Ein Ratschlag gegen Lampenfieber heißt, man müsse sich die Zuhörer einfach nackt vorstellen.
Siems: Das finde ich ganz furchtbar! Weil damit eine vermeintliche Steigerung des eigenen Selbstwerts auf Kosten anderer erzielt wird.

Gemeint ist doch vermutlich: Die anderen sind auch nur Menschen...
Siems: Das lässt sich auch anders vermitteln. Aus meiner Sicht ist es besser, sich vor der gefürchteten Situation Gedanken zu machen: Vor wem spreche ich? Was will ich vermitteln? Was sollen die anderen mitnehmen können? Und dies dann auf freundliche, respektvolle Art und Weise dem Publikum nahezubringen. Es geht ja auch darum, dem anderen zu begegnen.

Menschen mit Charisma scheinen das alles mühelos zu bewältigen. Wie machen die das?
Siems: Ich glaube, sie haben ganz viel an sich gearbeitet — oder sind sich durch positive Erfahrungen, die sie gesammelt haben, ihrer Persönlichkeit und ihrer Stärken bewusst. Der größte Unterschied zu allen, die Angst haben, ist, dass sie sich auf die Sache konzentrieren. Sie wollen ihre Inhalte vermitteln und freuen sich auf die Gelegenheit, das kundzutun. Diese Leidenschaft springt über. Menschen, die sich sorgen, kreisen dagegen oft um den Gedanken "hoffentlich blamiere ich mich nicht" und die Frage "wie komme ich bei den anderen an?".

Wie gelangt man in den beneidenswerten Zustand, sich auf eine Auftrittssituation sogar zu freuen?
Siems: Indem man sich klarmacht: Was für eine Situation ist das? Was will ich erreichen? Natürlich kann man sich das vom Kopf her einhämmern, aber dann knicken doch die Knie weg. Die Angstspirale dreht sich, die inneren Stimmen werden übermächtig. "Spätestens beim Auftritt wird jeder merken, dass du nichts draufhast", sagen sie. Damit sind wir schnell bei den Kindheitsgeschichten, beim ersten Referat, bei dem man ausgelacht worden ist, beim Sport oder dem Vorsingen und den hämischen Kommentaren des Lehrers oder der Mitschüler. Vor solchen Gefahren bewahren uns die inneren Stimmen.
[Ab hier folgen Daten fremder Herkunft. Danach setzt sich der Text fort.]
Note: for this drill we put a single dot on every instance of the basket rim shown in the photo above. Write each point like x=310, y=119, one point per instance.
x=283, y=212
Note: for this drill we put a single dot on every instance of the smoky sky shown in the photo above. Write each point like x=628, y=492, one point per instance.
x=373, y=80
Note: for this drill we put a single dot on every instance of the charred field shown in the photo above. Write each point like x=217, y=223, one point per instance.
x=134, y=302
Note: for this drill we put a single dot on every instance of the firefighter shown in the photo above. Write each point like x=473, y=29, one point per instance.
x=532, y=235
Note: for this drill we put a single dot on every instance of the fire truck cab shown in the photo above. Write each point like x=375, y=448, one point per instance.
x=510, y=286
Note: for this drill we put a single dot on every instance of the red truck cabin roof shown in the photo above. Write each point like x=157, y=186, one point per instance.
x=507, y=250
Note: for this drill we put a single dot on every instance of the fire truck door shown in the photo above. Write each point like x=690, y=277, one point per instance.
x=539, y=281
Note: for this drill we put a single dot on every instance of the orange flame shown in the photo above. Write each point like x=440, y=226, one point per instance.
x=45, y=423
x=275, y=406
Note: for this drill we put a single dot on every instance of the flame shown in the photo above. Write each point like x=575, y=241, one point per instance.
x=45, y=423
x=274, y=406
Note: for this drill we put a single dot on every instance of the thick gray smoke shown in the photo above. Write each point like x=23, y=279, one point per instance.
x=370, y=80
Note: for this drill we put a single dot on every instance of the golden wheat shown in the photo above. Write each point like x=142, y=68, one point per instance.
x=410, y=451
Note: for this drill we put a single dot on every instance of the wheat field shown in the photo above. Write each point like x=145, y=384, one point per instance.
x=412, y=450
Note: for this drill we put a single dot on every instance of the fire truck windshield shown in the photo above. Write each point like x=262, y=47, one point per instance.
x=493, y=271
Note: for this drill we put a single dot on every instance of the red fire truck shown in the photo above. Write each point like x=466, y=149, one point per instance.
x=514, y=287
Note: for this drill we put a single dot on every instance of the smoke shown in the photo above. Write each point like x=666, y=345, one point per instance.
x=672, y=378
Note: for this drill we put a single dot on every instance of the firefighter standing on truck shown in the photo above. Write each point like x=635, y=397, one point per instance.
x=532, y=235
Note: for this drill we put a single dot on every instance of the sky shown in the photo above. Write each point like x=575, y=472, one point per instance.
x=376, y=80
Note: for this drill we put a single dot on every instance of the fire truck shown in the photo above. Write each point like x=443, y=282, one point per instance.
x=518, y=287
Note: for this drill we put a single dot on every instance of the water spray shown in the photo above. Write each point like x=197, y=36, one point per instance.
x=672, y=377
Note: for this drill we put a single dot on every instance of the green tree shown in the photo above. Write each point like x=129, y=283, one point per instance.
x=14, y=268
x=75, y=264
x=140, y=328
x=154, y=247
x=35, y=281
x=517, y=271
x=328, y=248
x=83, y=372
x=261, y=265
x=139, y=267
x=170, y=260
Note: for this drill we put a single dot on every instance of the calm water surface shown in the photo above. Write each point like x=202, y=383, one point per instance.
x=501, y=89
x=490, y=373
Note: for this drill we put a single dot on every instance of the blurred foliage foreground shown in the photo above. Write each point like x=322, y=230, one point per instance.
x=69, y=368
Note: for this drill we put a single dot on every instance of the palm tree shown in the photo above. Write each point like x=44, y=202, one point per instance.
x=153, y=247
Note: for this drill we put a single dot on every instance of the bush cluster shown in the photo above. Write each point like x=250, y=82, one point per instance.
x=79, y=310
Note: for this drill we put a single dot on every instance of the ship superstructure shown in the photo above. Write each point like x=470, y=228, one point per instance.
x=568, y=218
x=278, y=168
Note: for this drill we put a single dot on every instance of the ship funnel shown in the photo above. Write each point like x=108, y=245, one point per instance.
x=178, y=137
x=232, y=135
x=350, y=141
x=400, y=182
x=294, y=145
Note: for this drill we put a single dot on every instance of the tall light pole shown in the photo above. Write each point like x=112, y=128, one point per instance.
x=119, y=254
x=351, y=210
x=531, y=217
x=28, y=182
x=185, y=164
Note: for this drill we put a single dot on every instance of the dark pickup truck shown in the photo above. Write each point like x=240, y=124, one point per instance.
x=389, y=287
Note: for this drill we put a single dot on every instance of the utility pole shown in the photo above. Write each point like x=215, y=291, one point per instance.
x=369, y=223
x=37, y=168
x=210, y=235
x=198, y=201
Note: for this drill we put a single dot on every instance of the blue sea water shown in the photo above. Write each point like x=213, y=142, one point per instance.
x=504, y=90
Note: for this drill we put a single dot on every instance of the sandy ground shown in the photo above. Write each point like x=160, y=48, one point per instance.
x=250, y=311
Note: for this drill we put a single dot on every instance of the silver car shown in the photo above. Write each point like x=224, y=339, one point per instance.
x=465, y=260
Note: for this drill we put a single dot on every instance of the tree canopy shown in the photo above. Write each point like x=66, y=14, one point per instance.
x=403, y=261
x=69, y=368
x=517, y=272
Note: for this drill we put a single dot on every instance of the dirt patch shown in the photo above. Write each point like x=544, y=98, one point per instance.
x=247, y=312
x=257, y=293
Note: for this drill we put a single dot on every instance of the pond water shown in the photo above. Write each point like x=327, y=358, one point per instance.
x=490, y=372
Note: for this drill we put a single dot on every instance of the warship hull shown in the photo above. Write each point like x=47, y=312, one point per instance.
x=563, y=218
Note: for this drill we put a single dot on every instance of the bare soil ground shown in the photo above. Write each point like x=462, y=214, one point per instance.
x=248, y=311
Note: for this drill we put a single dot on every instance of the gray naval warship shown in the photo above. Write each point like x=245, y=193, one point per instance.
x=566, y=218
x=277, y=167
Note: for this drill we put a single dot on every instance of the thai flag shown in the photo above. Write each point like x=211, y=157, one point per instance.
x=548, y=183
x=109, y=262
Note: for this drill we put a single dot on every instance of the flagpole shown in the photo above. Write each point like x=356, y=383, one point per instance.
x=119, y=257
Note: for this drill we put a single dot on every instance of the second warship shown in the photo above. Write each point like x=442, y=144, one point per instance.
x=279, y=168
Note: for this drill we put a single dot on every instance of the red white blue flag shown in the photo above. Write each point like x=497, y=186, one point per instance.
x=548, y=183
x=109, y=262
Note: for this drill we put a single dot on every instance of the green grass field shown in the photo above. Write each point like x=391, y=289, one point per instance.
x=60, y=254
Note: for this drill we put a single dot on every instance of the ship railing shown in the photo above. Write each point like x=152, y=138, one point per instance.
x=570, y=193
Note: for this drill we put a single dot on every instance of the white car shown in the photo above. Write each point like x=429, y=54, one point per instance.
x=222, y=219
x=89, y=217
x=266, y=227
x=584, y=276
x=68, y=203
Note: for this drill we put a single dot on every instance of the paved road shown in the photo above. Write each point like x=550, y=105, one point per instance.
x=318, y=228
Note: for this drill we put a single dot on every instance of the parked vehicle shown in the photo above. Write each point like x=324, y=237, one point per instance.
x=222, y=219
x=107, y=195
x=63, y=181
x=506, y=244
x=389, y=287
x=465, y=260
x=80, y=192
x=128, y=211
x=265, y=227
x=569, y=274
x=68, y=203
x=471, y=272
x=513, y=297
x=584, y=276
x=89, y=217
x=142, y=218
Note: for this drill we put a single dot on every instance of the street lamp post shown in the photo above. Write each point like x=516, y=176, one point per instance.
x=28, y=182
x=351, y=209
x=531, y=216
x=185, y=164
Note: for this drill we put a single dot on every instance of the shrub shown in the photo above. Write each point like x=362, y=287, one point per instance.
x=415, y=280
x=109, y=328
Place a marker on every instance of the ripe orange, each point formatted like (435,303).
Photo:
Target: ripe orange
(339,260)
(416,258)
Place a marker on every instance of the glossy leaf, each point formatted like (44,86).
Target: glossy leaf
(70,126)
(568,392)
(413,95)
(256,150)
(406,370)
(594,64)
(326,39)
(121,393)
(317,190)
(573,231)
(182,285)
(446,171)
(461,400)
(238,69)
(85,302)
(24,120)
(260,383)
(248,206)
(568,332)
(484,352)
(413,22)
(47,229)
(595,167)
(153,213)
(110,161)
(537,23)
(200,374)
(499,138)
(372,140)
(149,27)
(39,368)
Deshalb geht es nicht darum, sie loszuwerden, sondern mit ihnen umzugehen und dem Perfektionisten oder dem Vermeider in uns zu sagen: "Also hört mal zu: Ich bin jetzt 48, ich kann das. Und wenn ich fertig bin, können wir uns wieder miteinander beschäftigen."
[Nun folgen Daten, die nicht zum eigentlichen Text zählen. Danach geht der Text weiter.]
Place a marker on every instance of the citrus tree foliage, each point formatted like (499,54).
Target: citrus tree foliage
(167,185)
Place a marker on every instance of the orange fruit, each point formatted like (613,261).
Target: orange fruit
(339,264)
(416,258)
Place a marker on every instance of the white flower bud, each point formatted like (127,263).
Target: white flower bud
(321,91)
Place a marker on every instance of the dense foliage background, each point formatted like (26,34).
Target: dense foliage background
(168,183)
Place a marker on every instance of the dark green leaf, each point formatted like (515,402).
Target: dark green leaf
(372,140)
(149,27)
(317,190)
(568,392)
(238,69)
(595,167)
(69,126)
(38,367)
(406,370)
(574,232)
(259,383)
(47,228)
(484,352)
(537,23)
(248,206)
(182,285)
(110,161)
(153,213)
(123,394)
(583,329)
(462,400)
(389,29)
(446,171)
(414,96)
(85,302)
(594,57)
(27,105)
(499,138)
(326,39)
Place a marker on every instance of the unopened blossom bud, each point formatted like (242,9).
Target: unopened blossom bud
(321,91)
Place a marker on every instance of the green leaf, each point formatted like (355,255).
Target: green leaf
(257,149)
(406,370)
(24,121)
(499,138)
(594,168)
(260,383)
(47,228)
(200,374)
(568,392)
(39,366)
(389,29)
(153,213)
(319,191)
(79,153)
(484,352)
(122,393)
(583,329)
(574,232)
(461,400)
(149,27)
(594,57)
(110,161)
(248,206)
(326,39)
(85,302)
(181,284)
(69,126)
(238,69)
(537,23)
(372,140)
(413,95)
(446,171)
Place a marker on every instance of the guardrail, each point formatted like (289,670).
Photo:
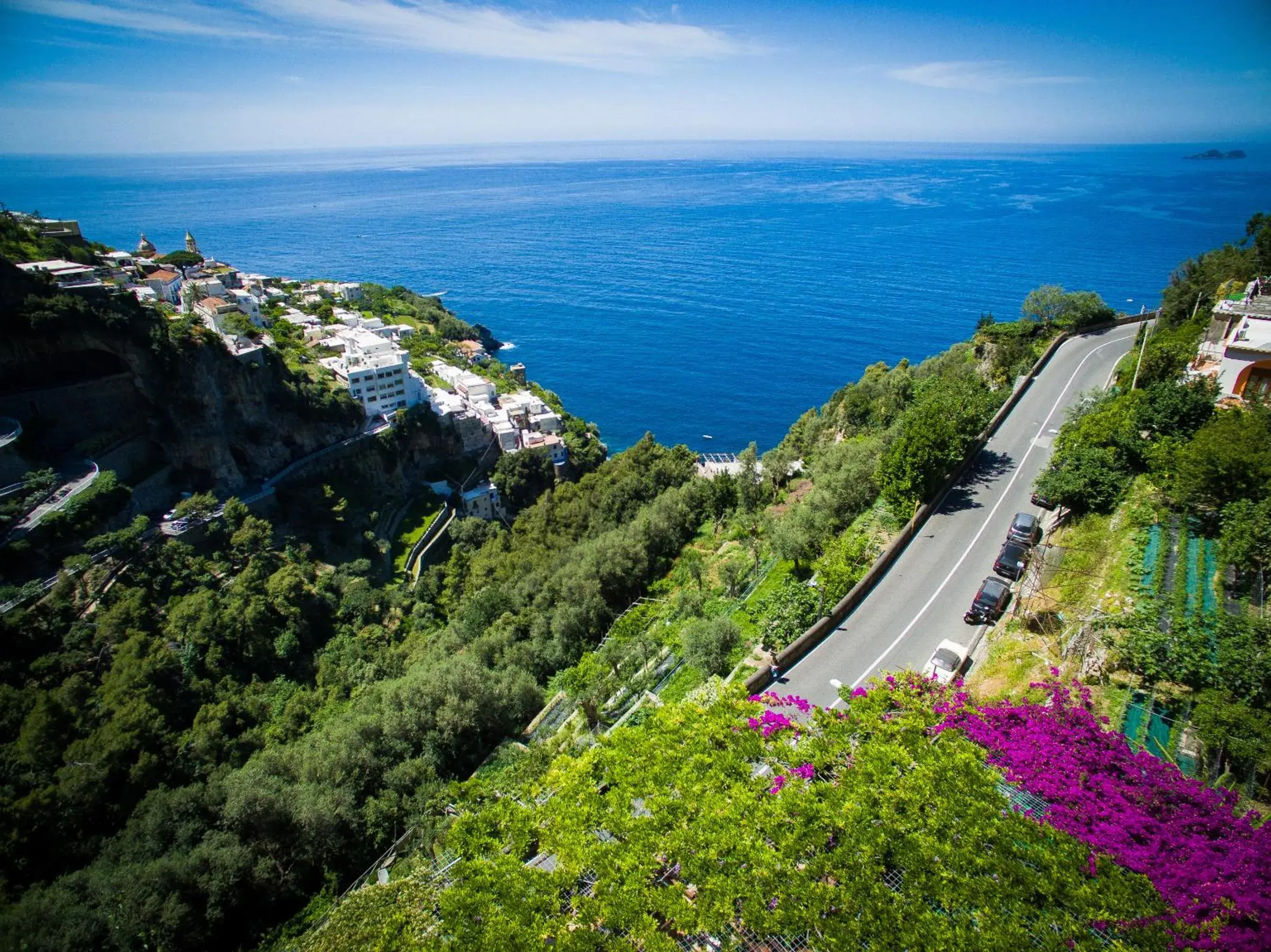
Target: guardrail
(439,525)
(822,628)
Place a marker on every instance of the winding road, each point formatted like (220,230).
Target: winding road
(921,602)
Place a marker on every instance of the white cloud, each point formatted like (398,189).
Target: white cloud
(441,26)
(175,18)
(981,77)
(435,26)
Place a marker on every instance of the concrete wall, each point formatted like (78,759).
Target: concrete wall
(822,630)
(79,411)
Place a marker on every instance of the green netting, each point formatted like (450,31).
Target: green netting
(1135,717)
(1211,602)
(1157,742)
(1149,557)
(1192,571)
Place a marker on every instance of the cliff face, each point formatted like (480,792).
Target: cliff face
(233,424)
(68,363)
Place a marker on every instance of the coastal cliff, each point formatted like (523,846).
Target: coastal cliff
(79,365)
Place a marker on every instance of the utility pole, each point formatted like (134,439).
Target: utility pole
(1147,329)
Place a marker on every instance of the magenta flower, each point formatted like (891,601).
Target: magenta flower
(1212,866)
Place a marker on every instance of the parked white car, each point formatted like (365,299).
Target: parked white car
(946,661)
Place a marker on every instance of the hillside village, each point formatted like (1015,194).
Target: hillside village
(367,356)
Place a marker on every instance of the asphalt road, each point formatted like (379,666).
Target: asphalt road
(923,598)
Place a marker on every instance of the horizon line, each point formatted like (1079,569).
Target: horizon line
(630,143)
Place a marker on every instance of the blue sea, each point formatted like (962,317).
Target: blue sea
(706,293)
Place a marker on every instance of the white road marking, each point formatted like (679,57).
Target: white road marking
(988,519)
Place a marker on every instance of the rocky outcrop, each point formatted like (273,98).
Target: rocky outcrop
(219,422)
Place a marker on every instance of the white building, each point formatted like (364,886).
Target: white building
(474,388)
(1237,348)
(341,290)
(376,372)
(553,444)
(165,285)
(247,303)
(120,260)
(213,312)
(482,501)
(66,274)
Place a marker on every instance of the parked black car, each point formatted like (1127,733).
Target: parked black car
(1012,560)
(1025,529)
(989,603)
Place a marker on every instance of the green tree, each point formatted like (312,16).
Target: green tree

Haben Sie auch ganz praktische Tipps?
Siems: In der Auftrittssituation bin ich exponiert. Ich spreche vor einer Gruppe, zu der ich im Moment nicht dazugehöre. Das löst einen Adrenalinschub aus, der Körper bereitet sich auf Kampf oder Flucht vor. Nur dass wir heute nicht mehr gefressen werden, sondern uns blamieren können. Bewegung hilft — sie baut Adrenalin ab.

Hilft auch, auszusprechen, dass man aufgeregt ist?
Siems: Das hängt von der Situation ab. Bei einem Vortrag nimmt es vielleicht Spannung heraus, im Vorstellungsgespräch macht es keinen guten Eindruck. Es kommt darauf an, wie authentisch man gerade sein möchte. Ein schöner Satz der Psychoanalytikerin Ruth Cohn dazu lautet: "Nicht alles, was echt ist, will ich sagen, doch was ich sage, soll echt sein."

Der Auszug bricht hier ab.